Elara’s pulse jumped.
“Did he say why?”
Adriana hesitated. “He said… it concerns the contract.”
The contract.
Her stomach twisted.
She changed quickly — a soft cream dress that fell just above her ankles, her hair tied back with trembling fingers. Then she followed Adriana through the long hallway lined with dark portraits. Every eye on those painted faces seemed to follow her, judging her, reminding her she didn’t belong here.
The study door was half open.
Dante stood inside, facing the window, his hands clasped behind his back. Morning light framed his figure, cutting sharp lines across his broad shoulders. A dark suit, perfectly pressed, black tie, polished shoes. Every inch of him screamed power and control.
“Come in,” he said without turning around. His voice was calm, but it sent chills down her spine.
She stepped inside. The door closed behind her with a soft thud — the kind of sound that felt final.
“You wanted to see me?” she managed to say.
Finally, he turned. His gaze was cool, detached. But on the desk before him lay a leather folder, sealed with a gold clasp.
“Yes,” he said. “It’s time you understood what this marriage truly means.”
Elara’s eyes flickered to the folder. “What do you mean?”
He opened it and drew out a thick document. Its pages were crisp, white — the ink dark and deliberate.
“Your grandfather signed this years ago,” he said. “The agreement that bound our families — and your future.”
Elara stepped closer, her heartbeat loud in her ears.
Her gaze fell on the top line: “Binding Agreement of Matrimonial Alliance Between the Romano and Moretti Families.”
Her throat tightened.
Her name was there. Elara Moretti. Written in delicate black ink.

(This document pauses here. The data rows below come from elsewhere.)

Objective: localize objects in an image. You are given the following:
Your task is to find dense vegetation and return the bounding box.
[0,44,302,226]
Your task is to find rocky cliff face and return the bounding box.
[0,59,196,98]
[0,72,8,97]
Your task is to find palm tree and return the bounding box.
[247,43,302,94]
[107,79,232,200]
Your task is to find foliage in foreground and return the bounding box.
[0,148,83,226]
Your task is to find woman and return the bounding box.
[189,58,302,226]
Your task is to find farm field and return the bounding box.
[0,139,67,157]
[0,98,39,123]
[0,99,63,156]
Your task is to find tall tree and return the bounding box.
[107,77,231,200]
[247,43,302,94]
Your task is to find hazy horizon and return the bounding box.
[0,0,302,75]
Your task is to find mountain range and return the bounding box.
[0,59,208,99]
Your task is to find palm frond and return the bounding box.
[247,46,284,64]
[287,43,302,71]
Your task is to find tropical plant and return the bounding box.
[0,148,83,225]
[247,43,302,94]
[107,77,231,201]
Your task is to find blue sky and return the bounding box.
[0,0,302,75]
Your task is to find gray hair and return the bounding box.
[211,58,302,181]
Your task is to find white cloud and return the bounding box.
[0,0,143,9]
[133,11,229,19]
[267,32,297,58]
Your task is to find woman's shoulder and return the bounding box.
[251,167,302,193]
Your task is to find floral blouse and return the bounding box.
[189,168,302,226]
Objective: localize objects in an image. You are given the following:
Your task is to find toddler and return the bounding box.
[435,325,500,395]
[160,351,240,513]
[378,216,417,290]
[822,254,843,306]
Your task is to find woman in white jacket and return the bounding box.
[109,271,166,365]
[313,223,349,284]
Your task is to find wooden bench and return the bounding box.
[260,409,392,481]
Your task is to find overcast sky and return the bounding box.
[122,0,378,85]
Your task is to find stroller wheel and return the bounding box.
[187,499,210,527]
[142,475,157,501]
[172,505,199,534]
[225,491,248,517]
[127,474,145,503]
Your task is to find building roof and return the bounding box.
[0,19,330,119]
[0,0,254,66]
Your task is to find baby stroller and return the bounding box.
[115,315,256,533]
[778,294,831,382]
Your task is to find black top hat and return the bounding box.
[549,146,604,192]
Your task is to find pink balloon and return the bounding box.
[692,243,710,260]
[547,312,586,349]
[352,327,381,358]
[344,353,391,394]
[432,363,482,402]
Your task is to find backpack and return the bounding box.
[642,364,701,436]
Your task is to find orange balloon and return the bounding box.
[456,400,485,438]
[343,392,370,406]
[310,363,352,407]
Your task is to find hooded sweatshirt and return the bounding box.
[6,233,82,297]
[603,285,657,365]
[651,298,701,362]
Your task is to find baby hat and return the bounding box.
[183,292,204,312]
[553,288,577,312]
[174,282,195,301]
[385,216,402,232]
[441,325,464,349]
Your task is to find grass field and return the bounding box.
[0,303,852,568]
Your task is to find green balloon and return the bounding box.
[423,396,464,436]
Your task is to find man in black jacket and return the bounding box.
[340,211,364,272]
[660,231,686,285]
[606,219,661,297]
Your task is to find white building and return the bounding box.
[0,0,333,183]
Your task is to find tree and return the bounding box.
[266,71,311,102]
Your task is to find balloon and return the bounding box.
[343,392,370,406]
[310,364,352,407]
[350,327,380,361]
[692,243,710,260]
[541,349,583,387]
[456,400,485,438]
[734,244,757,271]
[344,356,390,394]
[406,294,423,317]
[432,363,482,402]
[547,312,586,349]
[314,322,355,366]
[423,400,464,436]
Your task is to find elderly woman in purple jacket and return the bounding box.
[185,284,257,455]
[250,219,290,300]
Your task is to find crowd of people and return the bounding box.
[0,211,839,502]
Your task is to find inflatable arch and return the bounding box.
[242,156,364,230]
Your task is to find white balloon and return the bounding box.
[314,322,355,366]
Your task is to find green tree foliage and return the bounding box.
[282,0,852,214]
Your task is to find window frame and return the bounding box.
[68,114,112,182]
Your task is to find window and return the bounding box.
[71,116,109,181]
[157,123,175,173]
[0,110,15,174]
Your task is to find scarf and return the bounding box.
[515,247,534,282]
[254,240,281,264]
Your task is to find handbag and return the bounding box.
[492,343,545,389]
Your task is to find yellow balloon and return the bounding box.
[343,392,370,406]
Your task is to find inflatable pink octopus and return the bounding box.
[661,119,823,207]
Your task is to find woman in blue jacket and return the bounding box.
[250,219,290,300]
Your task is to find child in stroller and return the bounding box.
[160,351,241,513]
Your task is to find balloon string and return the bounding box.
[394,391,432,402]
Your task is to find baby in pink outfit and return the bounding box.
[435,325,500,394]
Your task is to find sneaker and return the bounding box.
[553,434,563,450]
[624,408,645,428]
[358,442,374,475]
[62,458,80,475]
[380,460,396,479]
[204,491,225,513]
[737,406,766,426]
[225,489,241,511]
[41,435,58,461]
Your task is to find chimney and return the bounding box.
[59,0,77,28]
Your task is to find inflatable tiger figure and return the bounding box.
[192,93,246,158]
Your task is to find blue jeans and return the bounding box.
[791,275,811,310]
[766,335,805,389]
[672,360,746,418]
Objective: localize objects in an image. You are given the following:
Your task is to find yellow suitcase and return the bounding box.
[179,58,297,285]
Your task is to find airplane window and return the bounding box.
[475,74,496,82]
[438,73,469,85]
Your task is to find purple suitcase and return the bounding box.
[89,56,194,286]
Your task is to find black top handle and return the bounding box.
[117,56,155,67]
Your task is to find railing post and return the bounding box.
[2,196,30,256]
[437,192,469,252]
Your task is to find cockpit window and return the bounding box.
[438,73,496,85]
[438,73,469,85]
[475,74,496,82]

Her hand trembled as she reached for it, but Dante’s fingers brushed hers, stopping her.
“Don’t,” he said softly. “It won’t change anything.”
She looked up at him — those cold gray eyes meeting her wide, uncertain ones.

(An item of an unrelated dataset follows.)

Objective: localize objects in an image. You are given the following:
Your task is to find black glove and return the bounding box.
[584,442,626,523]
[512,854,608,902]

“Then why show it to me?” she whispered.
“Because you deserve to know what you’re part of,” he said. “And what’s expected of you.”

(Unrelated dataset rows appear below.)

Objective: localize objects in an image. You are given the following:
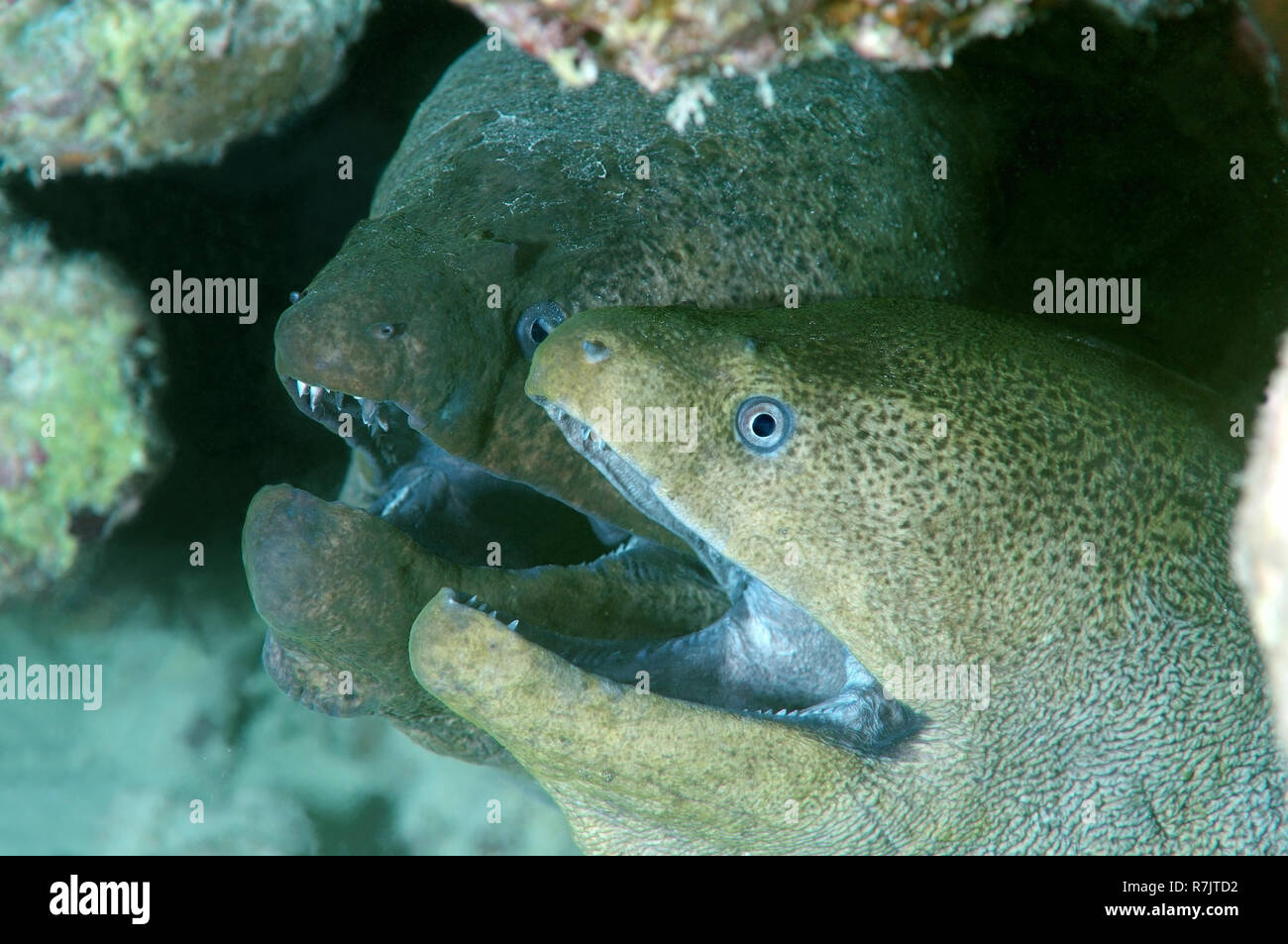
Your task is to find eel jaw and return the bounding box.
[282,374,411,442]
[515,396,926,754]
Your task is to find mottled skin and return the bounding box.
[412,303,1288,853]
[242,485,726,769]
[268,39,996,540]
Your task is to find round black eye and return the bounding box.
[514,301,568,358]
[368,321,407,340]
[733,396,793,452]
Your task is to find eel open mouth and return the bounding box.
[268,376,922,754]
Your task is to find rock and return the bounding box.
[0,0,375,179]
[0,198,167,600]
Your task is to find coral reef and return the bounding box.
[0,196,166,599]
[0,0,375,176]
[456,0,1216,91]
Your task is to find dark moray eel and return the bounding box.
[275,44,1002,541]
[396,301,1288,854]
[244,44,995,760]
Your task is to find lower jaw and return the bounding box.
[273,375,922,754]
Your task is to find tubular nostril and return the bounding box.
[581,339,612,365]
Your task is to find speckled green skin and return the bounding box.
[412,303,1288,853]
[275,46,996,538]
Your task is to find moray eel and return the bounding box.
[411,301,1288,853]
[275,44,997,541]
[242,485,726,770]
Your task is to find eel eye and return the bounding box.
[733,396,793,452]
[514,301,568,361]
[368,321,407,342]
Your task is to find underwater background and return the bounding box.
[0,3,576,854]
[0,0,1288,854]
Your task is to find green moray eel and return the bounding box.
[242,485,726,769]
[275,44,997,541]
[411,301,1288,853]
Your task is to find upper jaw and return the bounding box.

Her jaw clenched. “Expected of me? You mean obedience?”
His expression didn’t change. “Respect. Discretion. And loyalty.”
“Loyalty?” She let out a bitter laugh. “To a man I was sold to?”
For the briefest moment, his face hardened — then softened again, like a storm pulling back before striking.
“You think I wanted this?” he said quietly. “This isn’t the life I would’ve chosen for you.”
Elara blinked. “Then why do it?”
“Because promises matter,” he said simply. “Even when they break you.”
The words hung between them — raw, heavy. For the first time, his voice carried something fragile.
She looked down at the contract again. “So this is it? My life, reduced to paper?”
He didn’t answer. Instead, he took a pen from his pocket and placed it gently on the table.
“Sign here,” he said.
Her eyes widened. “You want me to sign it? Why?”
“Because I don’t force what should be chosen.”
He leaned back, his tone calm but his gaze sharp. “You can walk out that door and disappear. But if you sign it, Elara, you stay. Under my protection. In my world. No one touches what’s mine.”
Her breath caught.
The word mine again — heavy, possessive, dangerous.
Her mind spun. Stay or run?
Outside those gates waited freedom — but no safety.
Inside these walls waited the devil — and yet, he offered her something no one else could: a promise of control in chaos.
The pen felt like it weighed a thousand pounds.
She looked up at him one last time. “If I sign this… am I still free?”
Dante’s lips curved — not in a smile, but in truth.
“No one is ever free, amore,” he said softly. “Not in this world.”
Her hand trembled as she signed her name. Each stroke felt like surrender.
Dante reached forward, took the contract, and closed the folder with finality.
For a second, their fingers brushed — a spark, a tremor, something neither of them wanted to name.
“Welcome to the Romano family,” he said quietly.
Elara exhaled shakily, her pulse racing.
“Is that it, then?” she asked. “I’m yours now?”
He studied her — slow, deliberate.
“No,” he murmured. “You were mine the day your grandfather sealed your fate. This—” he tapped the folder “—just makes it official.”
---
That night, Elara sat by her window, staring at the dark city lights in the distance.
The contract lay heavy in her mind, its ink still fresh — a symbol of everything she’d lost.
And yet…
For the first time, she wasn’t sure if what she felt was fear anymore.
Maybe it was something else. Something dangerous.
Because when she closed her eyes, she could still hear his voice — smooth and haunting:
“No one is ever free, amore.”
And she hated that part of her believed him.